Отсчет пошел (Кутергин) - страница 22

Какие крамольные мысли я высказываю! Но все равно от меня никто в этом заведении не услышит ни одного слова жалобы, не будь я Ирина Гриценко. Сама же напросилась, никто меня сюда не тащил.

В глубине души я прекрасно понимаю, что мое место — здесь. Потому что в обычной жизни мне было бы просто нечего делать. Я же всегда была на две головы выше своих сверстниц (ну не на две, так на одну уж точно). И что бы я сейчас делала? Маялась бы от безделья в университете? Вышла бы замуж и нарожала кучу детей? Как глупо…

Если бы не Дед, я бы наделала в жизни столько глупостей (учитывая авантюрность моего характера), что это бы плохо закончилось. Для общества.

Тогда, в пятнадцать лет, когда погибли мои родители, я вообще не знала, что делать. Мне постоянно снился один и тот же сон — что я сижу на верхушке дерева, но слезть не могу. А кто-то внизу его пилит. И наконец дерево падает. Мне вообще не на кого было опереться. Кроме Деда.

Надо сказать, что с родителями я особо не ладила. Они все время были заняты либо работой, либо друг другом, а на меня внимания обращали очень мало, не больше, чем на мангровое дерево, растущее у нас в углу гостиной.

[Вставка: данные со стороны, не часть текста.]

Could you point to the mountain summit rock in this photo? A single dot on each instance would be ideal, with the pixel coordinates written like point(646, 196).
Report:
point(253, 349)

Они все время разъезжали по заграницам, дома бывали редко, где-то раз в год или два. И даже тогда я их почти не видела. Такова участь всех кэгэбэшников, я понимаю, но зачем тогда было заводить ребенка?

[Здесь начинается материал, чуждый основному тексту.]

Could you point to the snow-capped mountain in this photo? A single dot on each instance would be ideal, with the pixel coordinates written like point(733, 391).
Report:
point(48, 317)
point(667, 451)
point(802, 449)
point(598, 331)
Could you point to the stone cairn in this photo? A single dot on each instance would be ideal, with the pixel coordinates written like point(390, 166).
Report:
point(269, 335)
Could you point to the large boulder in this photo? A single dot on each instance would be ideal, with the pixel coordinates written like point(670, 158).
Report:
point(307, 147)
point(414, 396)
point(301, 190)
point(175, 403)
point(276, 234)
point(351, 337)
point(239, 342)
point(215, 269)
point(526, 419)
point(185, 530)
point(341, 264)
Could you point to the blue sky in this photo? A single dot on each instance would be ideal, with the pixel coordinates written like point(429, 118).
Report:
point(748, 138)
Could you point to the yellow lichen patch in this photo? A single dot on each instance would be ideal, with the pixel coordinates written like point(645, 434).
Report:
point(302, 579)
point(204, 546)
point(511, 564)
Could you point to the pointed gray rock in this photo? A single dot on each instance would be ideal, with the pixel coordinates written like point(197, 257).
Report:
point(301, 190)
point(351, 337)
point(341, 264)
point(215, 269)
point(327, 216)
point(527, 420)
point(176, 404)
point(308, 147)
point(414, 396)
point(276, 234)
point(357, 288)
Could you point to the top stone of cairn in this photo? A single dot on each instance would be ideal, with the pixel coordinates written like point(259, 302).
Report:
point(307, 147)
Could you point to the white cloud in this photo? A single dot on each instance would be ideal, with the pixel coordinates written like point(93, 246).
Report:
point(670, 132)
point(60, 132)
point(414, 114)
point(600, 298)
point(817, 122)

Когда мне было пятнадцать лет, родителей в очередной раз послали в Латинскую Америку (мой отец прекрасно говорил по-испански, поэтому работал в основном там). Из Коанды они не вернулись. Я не знаю, что произошло, никто не знает. Может быть, кроме Деда. Но он молчит. Может быть, он молчит оттого, что знает слишком много.

Я помню тот осенний вечер. Я была дома у Деда — я всегда любила его дом, — там пахло непривычным для меня уютом. Дед сидел в любимом кресле, я примостилась рядом на мягком ковре. Мы пили крепчайший черный кофе и играли в шахматы. Я, конечно же, проигрывала и отчаянно думала, как бы смухлевать так, чтобы Дед не увидел. Конечно, он все равно заметит мою беспомощную попытку, но благородно сделает вид, что ничего не видел. Мы продолжим играть, и все равно я проиграю. А потом он расскажет мне о какой-нибудь стране, в которую его в свое время забросила судьба, или будет читать своего любимого Лермонтова. И я не буду чувствовать себя такой одинокой, как чувствовала днем, препираясь со своими одноклассницами. Поэтому когда раздался телефонный звонок, я даже обрадовалась. Я уже давно смотрела на черного слона, угрожавшего моим позициям. Когда Дед потянулся за телефоном, я схватила ненавистную фигурку и спрятала ее в широком рукаве свитера. Вдруг я спинным мозгом почувствовала, что в комнате установилась такая гробовая тишина, что у меня, кажется, зашевелились волосы. Я подумала, что Дед разоблачил мои манипуляции со слоном, но против обыкновения решил меня пристыдить. Я покраснела и готова была поставить слона обратно, когда, подняв испуганные глаза на Деда, поняла, что он смотрит застывшим взглядом вовсе не на меня, а куда-то в одну только ему видимую точку. Наконец он глухо произнес: «Как это случилось?»